Lesbians and queer women can be more accepting than our heterosexual counterparts in a lot of ways – but many of us still have blind spots, and body size can be a big one. Particularly when we lead healthy, active lifestyles ourselves, we often want partners who do the same – who will go to the gym, get up early for a morning hike together, and swim with us when we go to the pool instead of barely putting their feet in. Sometimes we think of this as “athletic,” and sometimes we think of it as wanting a partner who “takes care of herself.” But it’s important to look at what we really mean when we say these things, and to unpack and deconstruct our ideas of the people – and types of bodies – who our internalized phobias might lead us to write off. Below are some myths about body size, and what you need to know as you think not only about others’ bodies but also about how you see your own.
Myth: Skinny Is Healthier Than Curvy
Nope. People can be healthy – or unhealthy – at any size, and you can’t tell just by looking at someone how healthy they are.
For those who consider body mass index to be an “objective” way to draw lines around “healthy” and “unhealthy” body size, it’s worth noting that BMI has a hidden racial bias. It also fails in other ways: it doesn’t include bone or muscle mass, classifies many CrossFit folks as “obese” when they are “ripped,” and was never intended as a healthy weight classification system anyway.
Myth: Okay, But Skinnier Is Still Healthier, Right?
Still nope! A lot of people, especially people with internalized judgments around body size, have a lot of trouble letting go of the idea that one size or shape – a smaller one – is healthier, more desirable, or just better than any other. Often, there’s a lot to unpack in such thinking, but the main thing to remember is that everyone is different, every body is different, and you can’t tell anything about how successful, engaged, driven, healthy, active, intelligent, energetic, or strong someone is just by looking at them and making a snap judgment.
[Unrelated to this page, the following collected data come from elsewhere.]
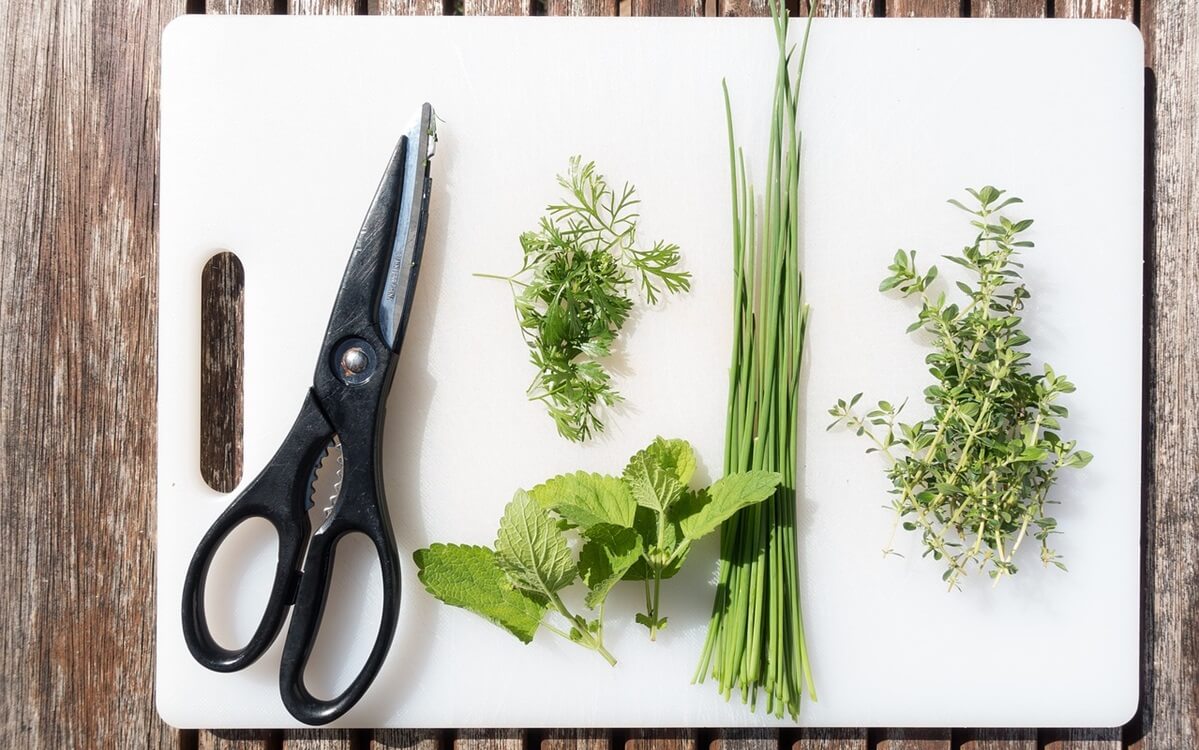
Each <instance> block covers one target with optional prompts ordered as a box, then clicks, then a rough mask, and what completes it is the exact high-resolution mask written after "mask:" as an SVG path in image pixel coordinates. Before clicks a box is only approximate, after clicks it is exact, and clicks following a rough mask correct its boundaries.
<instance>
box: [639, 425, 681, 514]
mask: <svg viewBox="0 0 1199 750" xmlns="http://www.w3.org/2000/svg"><path fill="white" fill-rule="evenodd" d="M671 443H675V444H671ZM676 443H682V444H683V446H686V448H682V447H681V446H679V444H676ZM694 471H695V456H694V455H693V454H692V453H691V446H689V444H687V443H686V442H685V441H665V440H662V438H661V437H658V438H657V440H655V441H653V442H652V443H650V446H649V447H647V448H645V449H643V450H639V452H638V453H637V454H635V455H633V458H632V459H629V460H628V466H626V467H625V473H623V479H625V484H627V485H628V490H629V492H632V495H633V500H634V501H637V504H638V506H641V507H644V508H650V509H651V510H657V512H659V513H663V512H665V510H667V508H669V507H670V506H671V504H673V503H674V502H675V501H677V500H679V498H680V497H681V496H682V494H683V491H685V490H686V489H687V485H686V483H685V482H682V480H681V479H680V478H681V477H687V479H689V478H691V474H692V473H693V472H694Z"/></svg>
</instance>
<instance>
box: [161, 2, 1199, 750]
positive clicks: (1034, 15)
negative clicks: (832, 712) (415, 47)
mask: <svg viewBox="0 0 1199 750" xmlns="http://www.w3.org/2000/svg"><path fill="white" fill-rule="evenodd" d="M1150 1H1151V0H1146V2H1150ZM789 5H790V6H791V11H793V12H795V13H806V12H807V5H806V2H802V4H800V2H794V0H793V1H791V2H790V4H789ZM188 7H189V10H192V8H193V7H195V8H197V10H204V11H206V12H209V13H279V12H290V13H338V14H362V13H367V12H369V13H381V14H440V13H446V14H514V16H529V14H543V13H544V14H574V16H616V14H620V16H716V14H722V16H763V14H765V13H766V7H767V5H766V2H765V0H620V1H619V5H617V2H616V1H615V0H369V2H363V1H362V0H287V1H282V2H281V1H279V0H207V2H206V4H205V2H204V1H203V0H193V2H191V4H189V5H188ZM820 7H821V11H820V14H823V16H840V17H872V16H873V17H879V16H884V14H886V16H890V17H958V16H970V17H981V18H1000V17H1055V16H1056V17H1064V18H1066V17H1068V18H1086V17H1104V18H1123V19H1129V20H1139V18H1138V10H1139V8H1138V6H1137V4H1135V2H1134V1H1133V0H1056V2H1054V1H1052V0H1050V1H1049V2H1046V1H1042V0H825V2H824V4H823V5H821V6H820ZM1150 185H1151V186H1152V185H1153V183H1152V180H1150ZM1151 353H1152V352H1151ZM1192 403H1193V401H1192ZM1191 555H1192V560H1193V558H1194V552H1193V550H1192V552H1191ZM1192 658H1193V654H1192ZM1139 738H1140V734H1139V733H1138V734H1137V737H1134V738H1133V737H1131V738H1128V739H1129V742H1131V743H1132V745H1131V746H1134V748H1138V750H1139V749H1141V748H1144V749H1145V750H1149V748H1150V746H1151V745H1149V744H1144V743H1138V742H1137V740H1139ZM179 740H180V745H181V746H185V748H198V749H207V750H218V749H227V750H234V749H246V750H248V749H251V748H253V749H255V750H267V749H271V750H275V749H287V750H301V749H302V750H332V749H335V748H336V749H339V750H350V749H355V750H356V749H359V748H369V749H372V750H375V749H382V748H405V749H409V750H451V745H452V750H614V749H620V748H621V746H623V750H704V746H707V748H711V749H712V750H954V749H956V750H1038V749H1041V748H1043V749H1044V750H1117V749H1120V748H1122V746H1126V745H1125V743H1123V742H1121V731H1120V730H1119V728H1117V730H1093V731H1079V730H1074V731H1071V730H1041V731H1040V732H1038V731H1037V730H992V731H987V730H954V731H951V730H870V731H867V730H860V728H844V730H784V731H782V732H779V731H777V730H723V731H705V730H631V731H604V730H544V731H536V730H463V731H459V732H434V731H402V730H378V731H374V732H370V731H366V730H354V731H347V730H333V731H319V730H303V731H287V732H209V731H201V732H199V733H194V732H182V733H181V734H180V737H179ZM1163 746H1167V745H1163Z"/></svg>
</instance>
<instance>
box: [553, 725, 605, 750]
mask: <svg viewBox="0 0 1199 750" xmlns="http://www.w3.org/2000/svg"><path fill="white" fill-rule="evenodd" d="M610 748H611V737H610V734H609V733H608V732H607V731H605V730H546V731H544V732H543V733H542V737H541V750H610Z"/></svg>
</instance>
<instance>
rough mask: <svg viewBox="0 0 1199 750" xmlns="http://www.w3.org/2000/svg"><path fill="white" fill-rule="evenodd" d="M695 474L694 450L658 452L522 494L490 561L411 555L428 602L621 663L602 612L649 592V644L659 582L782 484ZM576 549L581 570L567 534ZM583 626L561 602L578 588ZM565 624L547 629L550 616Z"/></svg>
mask: <svg viewBox="0 0 1199 750" xmlns="http://www.w3.org/2000/svg"><path fill="white" fill-rule="evenodd" d="M694 471H695V456H694V453H693V452H692V448H691V444H689V443H687V442H686V441H682V440H663V438H661V437H659V438H657V440H655V441H653V442H652V443H651V444H650V446H649V447H646V448H645V449H644V450H640V452H638V453H637V454H635V455H634V456H633V458H632V459H631V460H629V461H628V465H627V466H626V467H625V472H623V474H622V476H621V477H609V476H604V474H594V473H586V472H576V473H573V474H562V476H559V477H554V478H553V479H549V480H547V482H546V483H544V484H540V485H537V486H535V488H534V489H532V490H530V491H528V492H525V491H524V490H518V491H517V494H516V496H514V497H513V498H512V502H510V503H508V506H507V508H505V510H504V518H502V519H500V530H499V533H498V534H496V538H495V549H494V550H493V549H488V548H484V546H470V545H458V544H434V545H432V546H429V548H428V549H423V550H417V551H416V552H415V555H414V558H415V560H416V565H417V568H420V573H418V577H420V580H421V582H422V583H423V585H424V588H426V589H428V592H429V593H430V594H433V595H434V597H436V598H438V599H440V600H441V601H444V603H446V604H450V605H453V606H459V607H463V609H466V610H470V611H471V612H475V613H476V615H480V616H481V617H483V618H486V619H488V621H490V622H493V623H495V624H496V625H499V627H501V628H504V629H505V630H507V631H508V633H511V634H512V635H514V636H517V637H518V639H520V641H523V642H525V643H529V642H530V641H532V637H534V635H535V634H536V631H537V628H538V627H541V625H544V627H546V629H547V630H549V631H552V633H554V634H556V635H560V636H562V637H565V639H567V640H570V641H572V642H574V643H578V645H579V646H583V647H584V648H589V649H591V651H595V652H597V653H598V654H599V655H601V657H603V658H604V659H605V660H607V661H608V663H609V664H615V663H616V659H615V657H613V655H611V653H609V652H608V649H607V648H605V647H604V643H603V610H604V600H605V599H607V597H608V593H609V592H610V591H611V588H613V587H614V586H615V585H616V583H617V582H619V581H621V580H634V581H635V580H639V581H644V585H645V607H646V611H645V612H644V613H639V615H637V622H639V623H641V624H643V625H645V627H646V628H649V630H650V640H655V639H656V637H657V633H658V631H659V630H661V629H662V628H663V627H664V625H665V623H667V618H665V617H664V616H662V613H661V609H659V592H661V585H662V580H663V579H668V577H670V576H673V575H674V574H675V573H677V571H679V569H680V568H681V567H682V563H683V560H685V558H686V557H687V552H688V551H689V550H691V545H692V543H694V542H695V540H698V539H700V538H703V537H705V536H707V534H710V533H711V532H713V531H716V530H717V528H718V527H719V525H721V522H722V521H724V520H725V519H728V518H729V516H731V515H733V514H734V513H736V512H737V510H740V509H741V508H745V507H747V506H753V504H755V503H760V502H761V501H763V500H765V498H766V497H769V496H771V495H772V494H773V492H775V488H776V486H778V482H779V479H781V477H779V474H777V473H775V472H769V471H745V472H740V473H736V474H730V476H727V477H724V478H723V479H719V480H717V482H716V483H713V484H712V485H711V486H709V488H706V489H701V490H694V489H692V488H691V486H689V484H688V483H689V482H691V478H692V474H693V473H694ZM571 530H573V531H574V532H577V533H578V536H579V537H580V542H582V544H580V545H579V555H578V562H576V561H574V557H573V555H572V554H571V548H570V545H568V544H567V538H566V534H565V532H567V531H571ZM580 579H582V581H583V583H584V585H585V586H586V588H588V592H586V594H585V597H584V604H585V605H586V607H588V609H589V610H592V611H594V612H595V616H594V618H590V619H589V618H586V617H583V616H580V615H576V613H573V612H571V610H570V609H568V607H567V605H566V603H565V601H564V600H562V598H561V595H560V592H561V591H562V589H565V588H567V587H568V586H571V585H572V583H573V582H574V581H576V580H580ZM550 609H553V610H554V611H556V612H558V613H559V615H560V616H561V618H562V621H565V623H559V624H552V623H549V622H544V617H546V613H547V611H548V610H550Z"/></svg>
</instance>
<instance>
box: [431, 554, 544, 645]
mask: <svg viewBox="0 0 1199 750" xmlns="http://www.w3.org/2000/svg"><path fill="white" fill-rule="evenodd" d="M412 560H415V561H416V567H417V568H418V570H420V571H418V573H417V574H416V575H417V577H418V579H420V581H421V583H423V585H424V589H426V591H428V592H429V593H430V594H433V595H434V597H435V598H438V599H440V600H441V601H444V603H446V604H448V605H451V606H458V607H462V609H464V610H468V611H471V612H474V613H476V615H478V616H480V617H482V618H484V619H488V621H490V622H493V623H495V624H496V625H499V627H501V628H504V629H505V630H507V631H508V633H511V634H512V635H514V636H517V637H518V639H520V641H523V642H525V643H529V642H530V641H532V636H534V634H535V633H536V631H537V627H538V625H540V624H541V618H542V616H543V615H544V612H546V604H547V601H546V599H544V598H543V597H538V595H536V594H531V593H528V592H523V591H519V589H517V588H514V587H513V586H512V583H511V582H510V581H508V579H507V576H505V575H504V571H502V570H500V567H499V564H498V563H496V561H495V552H493V551H492V550H489V549H487V548H486V546H470V545H460V544H434V545H432V546H429V548H428V549H424V550H416V552H414V554H412Z"/></svg>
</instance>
Myth: You Have Total Control Over Your Body Composition (And So Does Everyone Else)
If you’re naturally lean, strong, and healthy, congratulations, you won the body norms lottery! Particularly if you also work out or put effort into eating a particular way, it can seem like everyone should be able to operate the way that you do or achieve similar results. But in fact, gender, genetics, age, race and ethnicity, hormones, metabolism, family, socioeconomic status, and possibly even past virus exposure can all play a role in body composition. Intergenerational trauma may also be a factor. You wouldn’t want anyone else to make assumptions or comments about how you take care of your body – so extend that same care to everyone you meet.
Myth: Okay, But Have You Tried…
…Going vegetarian, vegan, gluten-free, Keto, paleo, and intermittent fasting can all feel great for some bodies and terrible for others. Keto destroys gut health, paleo can lead to heart disease and is made up, and there’s a very fine line between intermittent fasting and disordered eating and between “eating clean” and disordered eating. If you’re following one of these diets – excuse me, wellness lifestyles – with medical supervision and it’s making you feel good, then keep doing what’s working for you.
But don’t try to impose your habits on others. A growing body of evidence suggests that even identical twins react differently to the same foods consumed in the same ways, so all you’ll accomplish is alienating whoever you’re talking to. Your “suggestions” also might be coming from a place of assuming curvier people are unintelligent, naive, or lazy, or from a place of internalized weight bias – but even if you don’t think that they are, it’s important to remember that you can’t know what anyone else is doing with their body or what their situation is.
Myth: “Fat” Is A Four-Letter Word
The word “fat” is a descriptor, like “gay” or “blonde” or “tall.” But as Ashleigh Shackelford writes, the word is often weaponized against fat people. Shackelford writes: “Through a strong community of other fat people, and the process of realizing that fat is not a bad word but a powerful one, I now see fat as not only my personal power, but one that can change the world for everybody. […] Certainly, fat people are not a monolith, and we do not all feel the same way about reclaiming fat. But to embody freeing ourselves from systems of shame that depict fatness as inherently nonhuman or as a failure is something many of us commit to, consciously and not.”
Where Can I Go To Learn More?
Fat is a queer issue and a feminist issue. Want to learn more about the cultural relationship with weight and body size but already finished watching Shrill? Roxane Gay’s “Unruly Bodies” project at Medium is an excellent look at living in bodies that are considered transgressive. Also at Medium, Margot Q has a fatphobia and the queer community primer and resource guide. At Electric Literature, Virgie Tovar recommends books for a personal body revolution. And at Wear Your Voice, Da’Shaun Harrison recommends a reading list around body and desirability politics.